Indeed, Rabel thinks The Unforgiven really is the Iliad set in the Old West, and that Eastwood's character, Will Munny, is cut from the same rough cloth as Achilles, the central figure in Homer's epic.
All of that seems to fit in nicely with the motto for this year's Junior Classical League convention: "Fortuna noblis vi animi tantum frenabitur." Or, in other words: "The level of our success is limited only by our imagination."
By now, you should be getting the idea that there's nothing dull or uninteresting about the ancient world or the study of antiquities.
Which is what the Kentucky Junior Classical League is all about. It's part of a national organization for junior high and high school students that encourages appreciation for the language, literature and culture of ancient Greece and Rome.
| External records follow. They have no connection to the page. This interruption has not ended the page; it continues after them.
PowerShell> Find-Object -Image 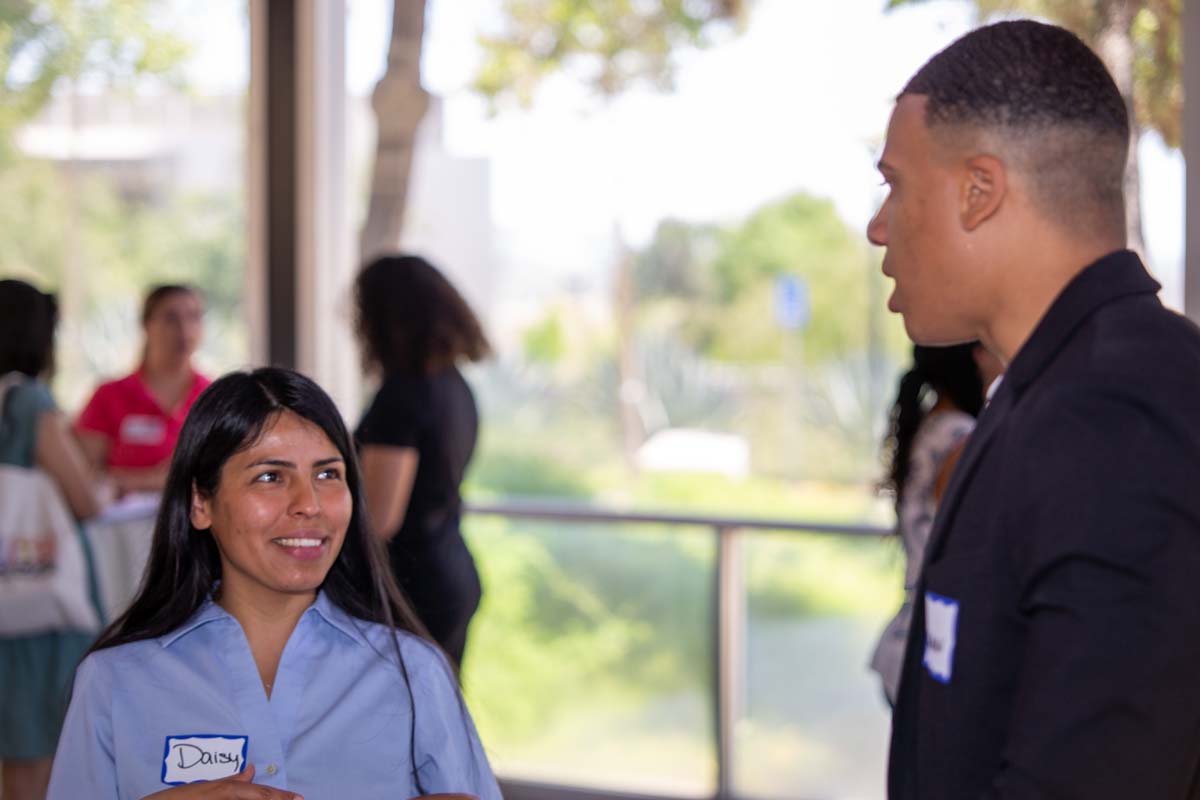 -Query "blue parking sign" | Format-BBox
[774,275,810,331]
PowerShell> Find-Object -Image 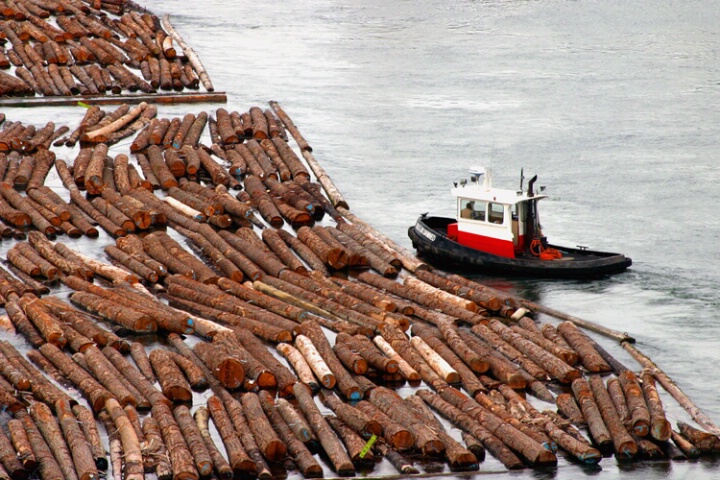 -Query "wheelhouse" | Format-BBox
[448,167,547,258]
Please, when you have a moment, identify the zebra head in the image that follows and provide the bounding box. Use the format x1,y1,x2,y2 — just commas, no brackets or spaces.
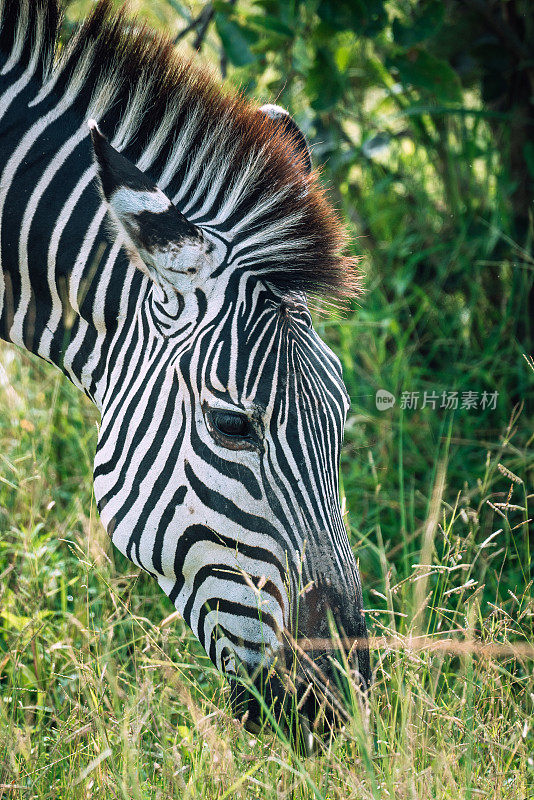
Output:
89,114,370,736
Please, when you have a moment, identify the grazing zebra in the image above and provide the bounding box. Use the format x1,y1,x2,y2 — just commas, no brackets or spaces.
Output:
0,0,370,736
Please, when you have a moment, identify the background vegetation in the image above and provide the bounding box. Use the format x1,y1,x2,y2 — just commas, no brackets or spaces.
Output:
0,0,534,800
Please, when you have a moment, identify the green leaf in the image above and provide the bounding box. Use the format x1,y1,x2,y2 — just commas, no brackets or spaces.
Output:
386,49,462,103
317,0,388,36
391,0,444,47
215,13,257,67
306,47,345,111
246,14,294,39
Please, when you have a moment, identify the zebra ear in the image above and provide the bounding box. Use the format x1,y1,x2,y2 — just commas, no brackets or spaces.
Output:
260,103,312,174
88,120,212,291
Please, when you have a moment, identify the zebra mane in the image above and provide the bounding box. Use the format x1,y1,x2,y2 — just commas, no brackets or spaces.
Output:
0,0,359,299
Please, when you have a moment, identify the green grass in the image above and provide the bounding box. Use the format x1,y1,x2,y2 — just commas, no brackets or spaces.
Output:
0,314,534,800
0,0,534,800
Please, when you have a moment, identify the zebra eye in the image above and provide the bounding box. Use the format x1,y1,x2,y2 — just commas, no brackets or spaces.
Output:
212,411,250,438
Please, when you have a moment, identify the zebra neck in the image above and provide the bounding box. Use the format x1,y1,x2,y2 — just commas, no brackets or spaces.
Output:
0,65,147,405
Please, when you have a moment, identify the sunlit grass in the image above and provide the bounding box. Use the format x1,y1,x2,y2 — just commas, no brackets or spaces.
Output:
0,346,534,800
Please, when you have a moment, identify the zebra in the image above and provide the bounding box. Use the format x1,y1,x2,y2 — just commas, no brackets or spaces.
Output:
0,0,371,729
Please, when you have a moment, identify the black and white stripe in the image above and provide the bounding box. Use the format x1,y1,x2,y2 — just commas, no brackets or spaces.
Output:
0,0,369,728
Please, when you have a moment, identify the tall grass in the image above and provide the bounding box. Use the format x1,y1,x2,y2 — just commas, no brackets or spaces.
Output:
0,0,534,800
0,334,534,800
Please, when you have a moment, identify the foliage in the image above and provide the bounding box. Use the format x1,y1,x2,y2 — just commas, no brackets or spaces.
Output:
0,0,534,800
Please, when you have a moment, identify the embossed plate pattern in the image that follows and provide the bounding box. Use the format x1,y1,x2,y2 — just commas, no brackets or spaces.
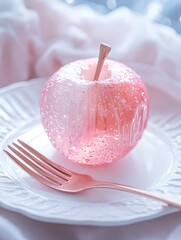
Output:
0,70,181,226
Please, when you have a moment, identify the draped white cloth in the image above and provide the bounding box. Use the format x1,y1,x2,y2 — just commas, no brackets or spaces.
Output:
0,0,181,87
0,0,181,240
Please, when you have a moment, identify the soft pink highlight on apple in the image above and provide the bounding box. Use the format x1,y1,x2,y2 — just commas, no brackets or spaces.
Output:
40,59,149,165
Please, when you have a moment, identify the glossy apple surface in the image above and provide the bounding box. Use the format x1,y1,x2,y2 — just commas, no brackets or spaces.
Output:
40,59,149,165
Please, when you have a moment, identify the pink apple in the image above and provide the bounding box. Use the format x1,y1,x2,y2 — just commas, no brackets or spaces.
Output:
40,58,149,165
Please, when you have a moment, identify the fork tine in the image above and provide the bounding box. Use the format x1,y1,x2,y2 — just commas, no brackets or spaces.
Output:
17,139,72,177
3,150,59,188
8,145,67,184
12,142,69,181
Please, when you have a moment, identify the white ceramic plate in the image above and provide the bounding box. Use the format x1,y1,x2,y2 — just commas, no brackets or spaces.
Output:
0,69,181,226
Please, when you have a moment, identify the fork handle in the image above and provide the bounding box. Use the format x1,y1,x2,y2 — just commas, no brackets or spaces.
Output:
92,181,181,209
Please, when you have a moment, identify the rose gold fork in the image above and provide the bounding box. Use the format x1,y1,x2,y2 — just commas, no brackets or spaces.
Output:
4,140,181,208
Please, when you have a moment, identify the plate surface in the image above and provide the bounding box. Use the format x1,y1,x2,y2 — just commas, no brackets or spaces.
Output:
0,75,181,226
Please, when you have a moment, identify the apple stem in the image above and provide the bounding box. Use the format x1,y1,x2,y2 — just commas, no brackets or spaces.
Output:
94,43,111,81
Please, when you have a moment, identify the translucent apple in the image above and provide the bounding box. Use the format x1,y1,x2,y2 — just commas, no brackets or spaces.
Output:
40,58,149,165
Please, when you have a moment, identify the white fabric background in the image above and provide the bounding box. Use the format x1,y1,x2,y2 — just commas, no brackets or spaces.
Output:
0,0,181,240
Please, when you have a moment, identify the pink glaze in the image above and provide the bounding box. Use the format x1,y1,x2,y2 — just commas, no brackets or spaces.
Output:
40,59,149,165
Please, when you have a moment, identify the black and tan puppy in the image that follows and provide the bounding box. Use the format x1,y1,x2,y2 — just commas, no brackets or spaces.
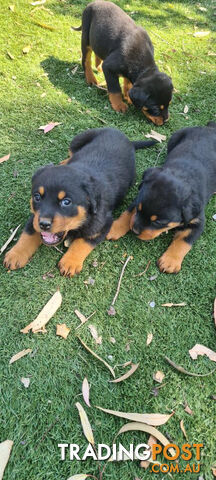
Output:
4,128,155,276
72,0,173,125
107,122,216,273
Bari Clements, one of several high school Latin teachers who helped put on the conference, reflects the enthusiasm of the organization. She has taught English and humanities, but always comes back to Latin, which she now teaches at Madison Central High School in Richmond.
"I just love the language and culture," she said.
Maddie Kusch-Kavanagh, the outgoing student president of the Kentucky Junior Classical League, is one teenager who thinks ancient civilization is anything but dull.
Maddie is a senior at Covington Latin School, though only 15 years old (she skipped two grades), and she has studied Latin for four years.
"Latin is work, but it really pays off," she said. "Latin will always be useful; 65 percent of the words in the English language are derived from Latin. It helped me so much on the SAT, and the skills you learn in Latin will stay with you forever."